Objectives: Both brush biopsies of the nasopharynx and plasma for EBV DNA have been used in the detection of primary nasopharyngeal carcinoma (NPC) but neither has been thoroughly evaluated in the detection of locally recurrent or persistent NPC. Here we sought to evaluate the sensitivity and specificity of a combination of nasopharyngeal brush biopsy and plasma EBV DNA in the detection of locally recurrent/ persistent NPC.

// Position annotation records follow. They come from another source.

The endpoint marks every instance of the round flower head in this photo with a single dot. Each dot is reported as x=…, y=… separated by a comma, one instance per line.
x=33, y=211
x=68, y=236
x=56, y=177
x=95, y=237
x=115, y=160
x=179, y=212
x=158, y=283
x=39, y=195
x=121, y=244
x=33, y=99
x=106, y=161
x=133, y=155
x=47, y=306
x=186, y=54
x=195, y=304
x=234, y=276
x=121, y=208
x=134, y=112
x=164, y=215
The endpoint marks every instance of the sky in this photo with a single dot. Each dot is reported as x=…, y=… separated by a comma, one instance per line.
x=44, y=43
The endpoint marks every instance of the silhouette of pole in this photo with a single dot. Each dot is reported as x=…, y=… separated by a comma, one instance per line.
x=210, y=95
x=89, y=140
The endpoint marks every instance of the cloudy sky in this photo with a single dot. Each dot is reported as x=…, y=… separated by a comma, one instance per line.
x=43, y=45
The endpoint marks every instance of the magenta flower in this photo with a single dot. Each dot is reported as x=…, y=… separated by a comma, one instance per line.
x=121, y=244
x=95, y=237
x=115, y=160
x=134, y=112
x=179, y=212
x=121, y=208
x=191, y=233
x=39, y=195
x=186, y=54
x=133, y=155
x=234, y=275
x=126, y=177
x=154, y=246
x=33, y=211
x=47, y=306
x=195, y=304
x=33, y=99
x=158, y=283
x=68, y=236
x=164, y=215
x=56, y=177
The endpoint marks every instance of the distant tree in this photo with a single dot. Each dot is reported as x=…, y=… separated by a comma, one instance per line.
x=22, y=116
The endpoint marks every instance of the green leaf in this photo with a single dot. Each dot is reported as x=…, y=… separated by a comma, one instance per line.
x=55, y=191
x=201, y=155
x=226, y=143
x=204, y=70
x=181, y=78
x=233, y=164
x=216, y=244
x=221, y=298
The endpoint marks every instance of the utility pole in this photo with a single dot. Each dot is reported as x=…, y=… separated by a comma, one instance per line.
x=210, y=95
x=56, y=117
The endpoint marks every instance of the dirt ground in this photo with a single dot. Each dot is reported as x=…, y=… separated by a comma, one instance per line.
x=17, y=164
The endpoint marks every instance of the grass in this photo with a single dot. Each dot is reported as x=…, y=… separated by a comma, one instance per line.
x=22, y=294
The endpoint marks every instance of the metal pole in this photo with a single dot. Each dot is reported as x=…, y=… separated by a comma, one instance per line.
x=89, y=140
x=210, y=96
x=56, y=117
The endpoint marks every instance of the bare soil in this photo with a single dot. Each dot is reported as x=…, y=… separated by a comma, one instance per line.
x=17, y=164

Methods: Prospective case-control study evaluating patients with biopsy proven NPC and controls with a history of NPC, now proven disease free with clinical examination and MRI The NPscreen was used for the nasopharyngeal brush with a cutoff of <1.7 EBV detection level as being normal. Plasma EBV DNA was performed as described by Lo et al. 1999 with a value of 0 being normal. In the combination analysis, if any one test was positive the result was considered positive.

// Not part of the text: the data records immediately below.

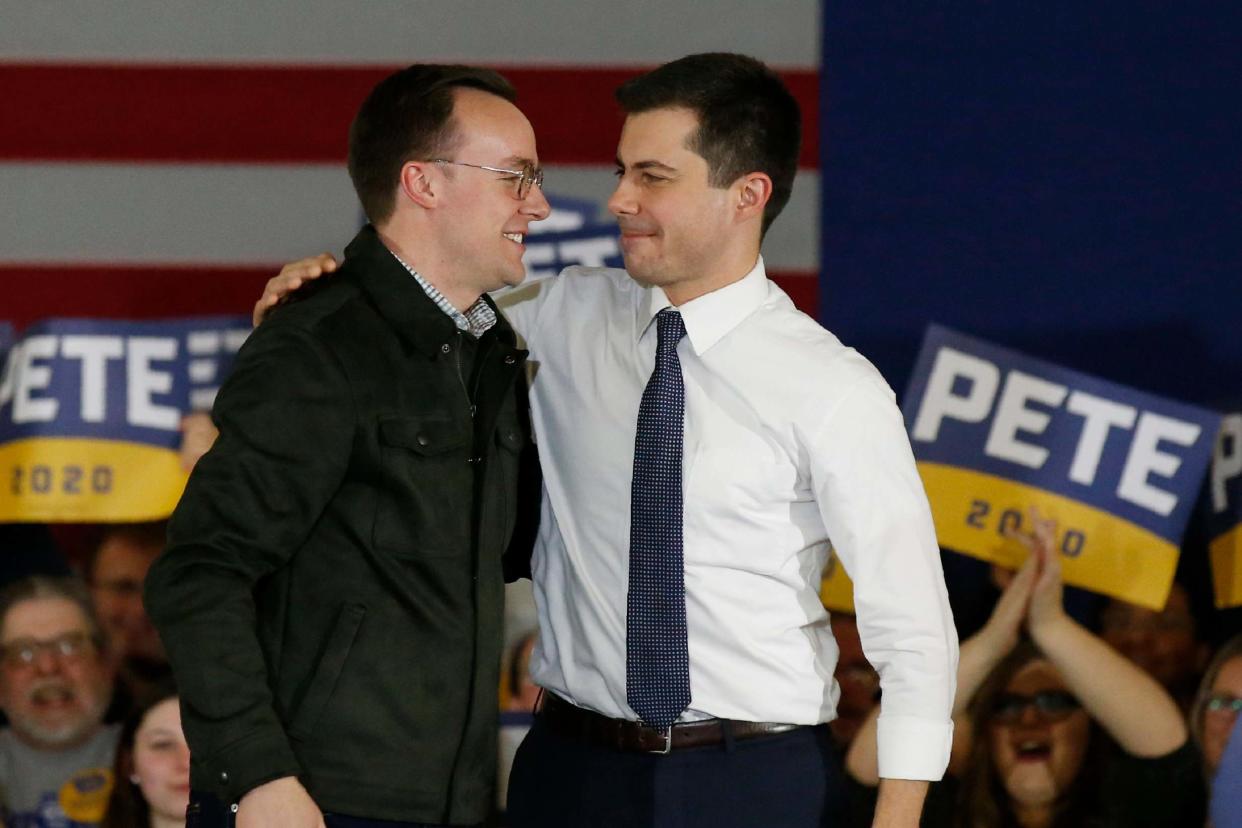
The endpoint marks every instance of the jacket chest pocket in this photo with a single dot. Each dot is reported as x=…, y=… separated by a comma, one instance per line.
x=425, y=499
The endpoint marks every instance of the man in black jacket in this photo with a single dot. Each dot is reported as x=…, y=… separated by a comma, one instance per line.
x=332, y=592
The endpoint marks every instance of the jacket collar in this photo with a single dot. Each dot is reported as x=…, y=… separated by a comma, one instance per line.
x=399, y=299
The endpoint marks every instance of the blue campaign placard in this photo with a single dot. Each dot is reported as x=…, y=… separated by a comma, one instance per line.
x=996, y=431
x=1225, y=513
x=91, y=410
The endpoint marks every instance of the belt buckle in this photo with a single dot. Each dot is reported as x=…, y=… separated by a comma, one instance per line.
x=668, y=741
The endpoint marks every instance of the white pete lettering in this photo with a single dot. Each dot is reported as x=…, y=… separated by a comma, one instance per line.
x=93, y=353
x=31, y=378
x=1145, y=458
x=145, y=381
x=1098, y=416
x=589, y=252
x=1012, y=416
x=939, y=401
x=1226, y=464
x=24, y=378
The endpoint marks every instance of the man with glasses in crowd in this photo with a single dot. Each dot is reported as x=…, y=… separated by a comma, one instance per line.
x=55, y=685
x=332, y=594
x=702, y=441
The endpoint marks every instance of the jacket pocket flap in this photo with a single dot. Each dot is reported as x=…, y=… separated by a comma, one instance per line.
x=424, y=435
x=509, y=437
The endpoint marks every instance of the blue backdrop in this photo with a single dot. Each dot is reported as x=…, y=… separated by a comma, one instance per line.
x=1061, y=178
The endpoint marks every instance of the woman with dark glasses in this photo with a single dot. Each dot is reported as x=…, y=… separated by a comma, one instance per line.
x=1216, y=724
x=1052, y=726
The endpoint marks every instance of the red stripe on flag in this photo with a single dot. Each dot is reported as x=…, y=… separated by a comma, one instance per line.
x=36, y=292
x=283, y=114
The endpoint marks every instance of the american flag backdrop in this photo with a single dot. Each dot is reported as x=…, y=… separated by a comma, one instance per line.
x=160, y=159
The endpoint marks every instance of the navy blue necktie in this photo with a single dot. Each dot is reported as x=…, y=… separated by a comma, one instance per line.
x=657, y=656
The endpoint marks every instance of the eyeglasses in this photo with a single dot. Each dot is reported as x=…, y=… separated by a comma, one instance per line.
x=529, y=175
x=1050, y=705
x=24, y=652
x=1223, y=704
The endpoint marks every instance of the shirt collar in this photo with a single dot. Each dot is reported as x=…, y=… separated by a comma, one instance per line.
x=475, y=320
x=712, y=315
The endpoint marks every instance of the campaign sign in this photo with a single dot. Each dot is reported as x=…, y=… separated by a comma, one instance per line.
x=90, y=412
x=995, y=432
x=591, y=245
x=1225, y=513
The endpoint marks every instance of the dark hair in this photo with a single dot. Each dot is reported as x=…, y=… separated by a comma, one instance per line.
x=983, y=801
x=149, y=535
x=409, y=117
x=748, y=119
x=127, y=807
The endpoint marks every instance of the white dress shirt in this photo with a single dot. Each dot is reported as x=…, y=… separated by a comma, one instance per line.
x=793, y=446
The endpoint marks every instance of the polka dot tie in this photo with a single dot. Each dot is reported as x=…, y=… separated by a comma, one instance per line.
x=657, y=657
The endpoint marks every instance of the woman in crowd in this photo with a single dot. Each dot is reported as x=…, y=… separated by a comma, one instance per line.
x=152, y=770
x=1055, y=729
x=1216, y=725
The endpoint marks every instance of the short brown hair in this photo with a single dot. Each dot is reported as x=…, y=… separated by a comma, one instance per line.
x=409, y=117
x=41, y=586
x=749, y=122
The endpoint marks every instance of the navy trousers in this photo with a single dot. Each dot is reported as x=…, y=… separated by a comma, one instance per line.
x=786, y=781
x=206, y=811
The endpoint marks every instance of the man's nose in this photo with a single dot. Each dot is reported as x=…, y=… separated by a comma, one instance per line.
x=535, y=204
x=622, y=201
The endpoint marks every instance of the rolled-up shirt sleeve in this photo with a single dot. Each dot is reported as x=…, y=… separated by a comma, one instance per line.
x=877, y=517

Results: Twenty males and 8 females with an average age of 57.4 years were recruited. Among the locally recurrent group, 5 were stage I disease; 1 was stage II; 4 were stage III; one’s staging could not be traced and one had no malignancy found after nasopharyngectomy despite biopsy showing recurrence. The optimal EDLs were 0.79 (Youden index = 0.845) for NP brush and 2.0 (Youden index = 0.769) for plasma EBV DNA respectively. The sensitivity and specificity of the NP brush were 91.7% (76%-100%, 95% CI) and 92.9% (79.4%-100%, 95% CI) respectively, while the sensitivity and specificity of plasma EBV DNA were 76.9% (54%-99.8%, 95% CI) and 100% respectively. When the above EDLs were implemented with a combination of the NP brush and plasma EBV DNA, the sensitivity and specificity in combination were 100% and 92.9% (79.4-100%, 95% CI) respectively, with positive predictive value (PPV) of 92.9% (79.4%-100%, 95% CI) and negative predictive (NNV) value of 100%. Finally, there was a correlation with recurrent T stage with plasma but not nasopharyngeal brush EBV DNA.

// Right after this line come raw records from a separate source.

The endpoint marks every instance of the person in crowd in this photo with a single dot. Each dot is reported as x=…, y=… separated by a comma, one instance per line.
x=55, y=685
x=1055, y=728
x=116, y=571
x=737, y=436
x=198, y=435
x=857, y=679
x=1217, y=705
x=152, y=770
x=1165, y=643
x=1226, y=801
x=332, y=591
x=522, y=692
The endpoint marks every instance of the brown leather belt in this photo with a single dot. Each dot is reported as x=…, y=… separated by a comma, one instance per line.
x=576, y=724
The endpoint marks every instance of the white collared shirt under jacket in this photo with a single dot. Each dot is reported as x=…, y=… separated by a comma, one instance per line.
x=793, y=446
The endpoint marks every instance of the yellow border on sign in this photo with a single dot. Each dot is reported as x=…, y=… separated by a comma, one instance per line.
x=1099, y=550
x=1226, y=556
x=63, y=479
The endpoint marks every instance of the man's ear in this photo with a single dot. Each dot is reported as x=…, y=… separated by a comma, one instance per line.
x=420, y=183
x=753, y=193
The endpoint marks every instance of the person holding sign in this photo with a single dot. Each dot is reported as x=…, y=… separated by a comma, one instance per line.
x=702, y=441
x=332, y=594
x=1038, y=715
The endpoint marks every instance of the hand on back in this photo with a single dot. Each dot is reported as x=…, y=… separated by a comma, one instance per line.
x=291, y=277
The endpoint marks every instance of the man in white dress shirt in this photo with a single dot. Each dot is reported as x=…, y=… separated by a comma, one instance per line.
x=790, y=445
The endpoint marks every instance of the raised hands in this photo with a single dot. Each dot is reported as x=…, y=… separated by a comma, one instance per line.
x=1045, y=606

Conclusion: The high sensitivity of NP brush biopsy and high specificity of EBV DNA in detecting locally recurrent NPC may provide additional surveillance modalities besides current practice when used in combination for the detection of locally recurrent nasopharyngeal carcinoma. Further study with a larger sample size would be required to validate the cut-off values.